DEDAYE, Myanmar - Myint Hlaing's family bathes and cooks with water from an irrigation ditch fouled by human waste and a rotting cow carcass.

His 10-year-old daughter drinks bottled water donated by aid groups, but she still suffers from diarrhea. Meanwhile, his family and other cyclone survivors endure daily rains in tattered thatch huts as the monsoon season nears.

Myanmar's junta insists that health conditions are normal in Myanmar's devastated Irrawaddy delta. But in many areas of the delta, they are a recipe for disease.

"Shelter is the most important thing we need," Myint Hlaing said yesterday. "There are more and more mosquitoes here. We are afraid of getting dengue fever."

A relief group, Church World Service, has reported finding elderly and child survivors of the cyclone dying from dysentery in some areas because many have no choice but to drink dirty water. Other groups have detected a number of ailments including pneumonia, malaria, cholera and diarrhea.

Save the Children UK has warned that 30,000 children in the delta were severely malnourished before Cyclone Nargis struck, with thousands facing starvation in the next two or three weeks. The monsoon season, which begins next month, adds yet another challenge.

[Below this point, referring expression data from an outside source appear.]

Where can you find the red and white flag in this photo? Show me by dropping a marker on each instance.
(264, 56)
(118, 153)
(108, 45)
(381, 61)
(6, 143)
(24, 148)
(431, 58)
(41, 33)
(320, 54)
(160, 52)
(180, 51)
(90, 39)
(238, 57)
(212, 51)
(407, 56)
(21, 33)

"The rain is a real problem," said Eric Stover, lead author of a critical report published last year about Myanmar's health system. "The water is rising up, and the latrines are just outside [flowing] into the water, and there's livestock around. That's the perfect breeding ground for diarrhea and cholera."

UNICEF has been canvassing the area and has reported a growing number of diarrhea cases - up to 30 percent of young children in one township. Myanmar's Ministry of Health has started vaccinating some children in camps against measles, another big threat.

The World Health Organization says it still does not have a clear medical picture because tight government restrictions have kept the delta off-limits to its foreign experts. Remote villages accessed only by boat remain the biggest question mark because many still have not been reached more than three weeks after the storm.

Yesterday, U.N. officials expressed hope that they could soon be able to get help to more than one million cyclone survivors still waiting for food and shelter.

Richard Horsey, a spokesman for the U.N. humanitarian operation in Bangkok, Thailand, said assistance could start flowing to those who need it most in the next few days if the junta quickly allowed foreign experts into devastated areas. The isolationist government has barred nearly all foreign aid workers and international relief agencies from the hard-hit Irrawaddy River delta since Cyclone Nargis hit.

Referring to U.N. Secretary-General Ban Ki-moon's announcement Friday that the junta's leader had agreed to let international aid workers into hard-hit areas, Horsey said: "It is critical that that gets translated to practical access on the ground. The signs so far are good."

International aid groups were starting to move out to those areas, he said, "but of course it's very early and we must make sure that this continues."

The Red Cross says at least 1.5 million people, many of them hungry and ailing, remained homeless in the low-lying delta. Official government estimates put the death toll at about 78,000, with an additional 56,000 people missing.

"It remains a race against the clock," said Maureen Birmingham, a WHO epidemiologist in Thailand.